EDWAERT COLLIER
Breda, active before 1663 – 1708 London
Edwaert Collier was born in Breda in the province of Brabant. He may well have received his training as a painter in Haarlem, where he was a guild member, according to the list of members drawn up by Vincent van der Vinne in the eighteenth century on the basis of seventeenth-century records now lost. Collier probably painted his earliest work in Haarlem where, already in 1669, three of his paintings were recorded in an inventory. In or before 1667, he must have moved to Leiden, where his residence is substantially documented from that year until 1693. Subsequently he left for London, where he appears to have remained until c.1702, judging from inscriptions (on letters) in his paintings. In 1702 he appears to have returned to Leiden, staying there until 1706, but a last known work dated 1707 is signed with the addition ‘fecit London’. His burial in St. James’s church, Piccadilly was recorded on 9th September 1708.

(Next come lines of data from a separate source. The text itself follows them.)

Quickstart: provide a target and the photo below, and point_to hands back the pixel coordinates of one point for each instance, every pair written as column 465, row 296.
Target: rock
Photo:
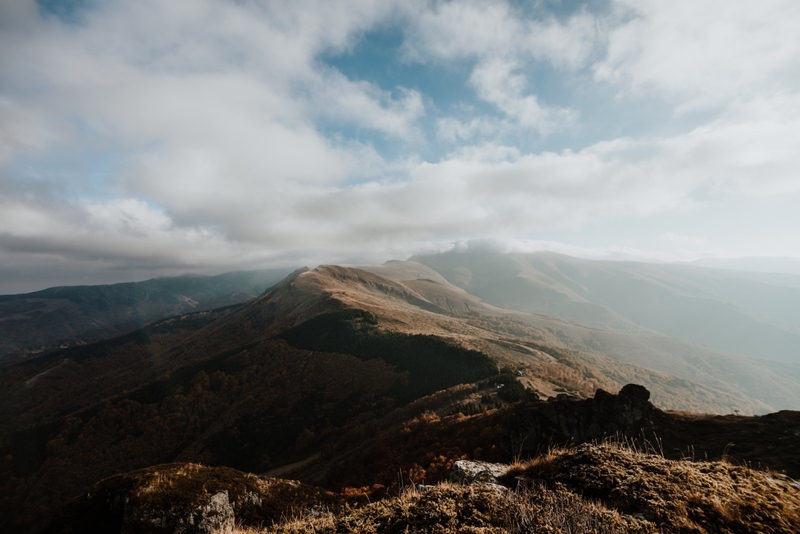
column 185, row 499
column 215, row 516
column 563, row 420
column 471, row 472
column 636, row 392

Edwaert Collier’s substantial oeuvre consists of three types of still lifes, in addition to a small number of genre paintings and portraits as well as the occasional history scene. Among his still lifes, his compositions with a vanitas connotation, of which the painting discussed here is an example, are the most frequent. Less frequently do his ‘traditional’ still lifes of smoking utensils or victuals occur. Third – from a chronological point of view, since Collier appears to have taken up the subject only after 1690 – are the trompe l’oeil paintings of letter racks and of prints displayed on wooden boards.